China denies making impossible demands for collapsed US$14 billion infrastructure deal with Pakistan
Beijing did not ask for ownership rights to Diamer-Bhasha dam, unnamed official with state planning agency says
Viola Zhou Wendy Wu UPDATED : Friday, 8 Dec 2017, 11:19PM
China does not accept Pakistan’s claim that Islamabad decided to cancel a US$14 billion infrastructure deal with China because Beijing was making demands that were impossible to meet, state media reported on Thursday.
The Chinese government did not ask for ownership or operation rights to the Diamer-Bhasha dam, or seek to take another Pakistan dam in exchange for striking an agreement with Islamabad, Xinhua quoted an unnamed official from China’s National Development and Reform Commission (NDRC) as saying.
The Diamer Bhasha dam on the Indus river in Gilgit-Baltistan, Pakistan, is in the preliminary stages of construction.

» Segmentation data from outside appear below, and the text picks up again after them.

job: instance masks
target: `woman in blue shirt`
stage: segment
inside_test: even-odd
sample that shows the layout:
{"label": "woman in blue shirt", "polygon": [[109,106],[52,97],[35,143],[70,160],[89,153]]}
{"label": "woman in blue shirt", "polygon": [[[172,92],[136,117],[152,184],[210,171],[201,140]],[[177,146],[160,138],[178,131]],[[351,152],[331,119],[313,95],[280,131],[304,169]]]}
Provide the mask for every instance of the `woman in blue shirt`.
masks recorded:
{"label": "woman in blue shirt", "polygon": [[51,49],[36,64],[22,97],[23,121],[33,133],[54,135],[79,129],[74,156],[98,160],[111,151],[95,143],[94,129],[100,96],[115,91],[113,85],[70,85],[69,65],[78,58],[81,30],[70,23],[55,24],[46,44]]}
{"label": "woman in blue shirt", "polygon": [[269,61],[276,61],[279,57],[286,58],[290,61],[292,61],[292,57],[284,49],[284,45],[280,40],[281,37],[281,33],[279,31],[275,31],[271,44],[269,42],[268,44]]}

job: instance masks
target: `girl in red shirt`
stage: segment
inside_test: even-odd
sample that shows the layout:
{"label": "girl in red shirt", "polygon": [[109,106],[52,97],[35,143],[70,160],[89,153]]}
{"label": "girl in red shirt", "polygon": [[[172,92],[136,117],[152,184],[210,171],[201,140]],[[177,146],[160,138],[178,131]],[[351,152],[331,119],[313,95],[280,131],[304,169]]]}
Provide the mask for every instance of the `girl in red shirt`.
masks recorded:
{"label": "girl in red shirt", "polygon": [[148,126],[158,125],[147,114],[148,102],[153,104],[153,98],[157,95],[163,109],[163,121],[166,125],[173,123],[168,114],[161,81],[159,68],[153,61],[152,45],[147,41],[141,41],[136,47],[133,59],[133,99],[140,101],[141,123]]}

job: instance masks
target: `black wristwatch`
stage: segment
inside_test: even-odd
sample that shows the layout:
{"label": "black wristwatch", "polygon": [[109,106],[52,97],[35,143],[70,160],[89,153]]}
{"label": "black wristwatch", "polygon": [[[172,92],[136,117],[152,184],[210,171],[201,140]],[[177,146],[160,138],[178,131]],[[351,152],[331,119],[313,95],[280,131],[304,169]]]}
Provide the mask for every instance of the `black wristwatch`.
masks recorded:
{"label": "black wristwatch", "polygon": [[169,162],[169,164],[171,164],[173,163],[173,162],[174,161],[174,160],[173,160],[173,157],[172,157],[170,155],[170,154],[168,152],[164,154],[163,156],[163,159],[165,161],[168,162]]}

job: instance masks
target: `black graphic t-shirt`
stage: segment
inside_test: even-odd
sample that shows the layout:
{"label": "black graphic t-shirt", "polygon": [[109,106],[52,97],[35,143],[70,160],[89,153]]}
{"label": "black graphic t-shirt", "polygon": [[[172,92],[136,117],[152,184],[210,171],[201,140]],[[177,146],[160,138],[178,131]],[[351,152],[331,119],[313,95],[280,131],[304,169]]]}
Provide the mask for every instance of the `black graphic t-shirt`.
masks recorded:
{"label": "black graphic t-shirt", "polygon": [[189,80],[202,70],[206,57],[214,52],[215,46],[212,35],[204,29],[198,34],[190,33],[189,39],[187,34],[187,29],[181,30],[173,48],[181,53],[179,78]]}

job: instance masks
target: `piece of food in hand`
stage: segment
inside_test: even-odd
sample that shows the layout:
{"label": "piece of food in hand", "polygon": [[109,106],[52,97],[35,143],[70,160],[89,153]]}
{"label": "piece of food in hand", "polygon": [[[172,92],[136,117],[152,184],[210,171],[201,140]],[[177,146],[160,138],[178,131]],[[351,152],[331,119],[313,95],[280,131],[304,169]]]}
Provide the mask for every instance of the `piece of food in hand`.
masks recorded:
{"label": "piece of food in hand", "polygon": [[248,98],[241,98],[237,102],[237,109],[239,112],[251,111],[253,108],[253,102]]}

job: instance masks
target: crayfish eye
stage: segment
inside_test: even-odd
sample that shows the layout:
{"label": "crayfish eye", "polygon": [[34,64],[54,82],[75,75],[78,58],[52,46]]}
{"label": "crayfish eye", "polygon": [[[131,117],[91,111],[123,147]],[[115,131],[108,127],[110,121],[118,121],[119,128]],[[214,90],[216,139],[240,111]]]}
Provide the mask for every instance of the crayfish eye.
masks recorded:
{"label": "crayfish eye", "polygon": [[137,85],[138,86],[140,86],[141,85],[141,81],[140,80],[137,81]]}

Photo: Handout
The conditions “did not exist”, the official said. “The reports by Pakistani media contained factual mistakes … or they only reflected the stands of individual officials”.
Pakistani media reported last month that the project was excluded from the China-Pakistan Economic Corridor (CPEC) framework because Islamabad was unable to meet China’s “strict conditions” for agreement.
The Chinese conditions were “not doable and against our interests”, Pakistan’s
Express Tribune quoted Water and Power Development Authority chairman Muzammil Hussain as saying on November 14.
Hussain said the conditions centred on project ownership, operation and maintenance costs, and possibly giving China operational rights to another Pakistani dam, the report said.
The official from the NDRC, an agency under the State Council with broad administrative and planning control over the Chinese economy, was quoted as saying that the two governments were still in touch regarding cooperation on the Diamer-Bhasha dam, although the facility was not part of the CPEC plan.
The dam, on the Indus river in Gilgit-Baltistan, Pakistan, is in the preliminary stages of construction.
The official said Chinese companies had made large investments to generate profit from the Gwadar Port since taking over management rights. Gwadar Port, a deep-sea port on the Arabian Sea at Gwadar in Pakistan’s Balochistan province, is seen as vital to the US$57 billion CEPC plan and a crucial element of China’s massive trade and infrastructure undertaking, the “Belt and Road Initiative”.
A Pakistani soldier stands guard during the opening in 2016 of a trade route linking Gwadar Port to Kashgar in the western Chinese region of Xinjiang. Photo: AFP
Despite the recent disagreement, China and Pakistan continue to discuss and develop the CPEC plan, which is considered vital to the opening up of trade along land and sea corridors linking Asia, Africa and Europe.
Officials from the two countries last month held their seventh joint cooperation committee meeting on projects related to it. Minutes of the talks highlighted the need to provide accurate costings for one scheme – the upgrading of the Peshawar to Karachi railway line – to avoid problems at the implementation stage, according to a report by Pakistan’s
Dawn newspaper.
Li Peng, managing director of Pak China Investment Co – a company set up by the two countries to facilitate funding for projects in Pakistan – said officials from China’s embassy in Islamabad regularly held meetings with Chinese companies to coordinate the development of projects.
At a forum held at the end of last month, he said that Chinese firms were keen to invest in the CPEC, whose projects would be beneficial to Pakistan’s economy, but that many of them needed to do more preparatory work.
“Chinese firms should carry out more research into such things as the local culture and legal issues before launching construction projects,” he said.
Several Chinese banks, including the Export-Import Bank of China, China Development Bank, and Industrial and Commercial Bank of China, are major lenders to CPEC projects.
Hu Zhiyong, a research fellow with the Institute of International Relations at the Shanghai Academy of Social Sciences, said the construction of Diamer-Bhasha dam would not be likely to proceed until after the elections in Pakistan and that construction work was likely to be handled by China.
Chu Yin, an associate professor at the University of International Relations in Beijing, said that although Pakistan was involved in the development of large-scale infrastructure projects it did not have China’s financial muscle and was therefore more sensitive to funding problems.
“China and Pakistan hold different views on risk sharing, and there are some voices in Pakistan that China should give more preferential treatment [to local firms] on infrastructure projects,” he said.
“At the initial stages of bilateral cooperation, the strategic significance [of projects] outweighs the commercial considerations. But now the focus is turning to the commercial terms,” he said.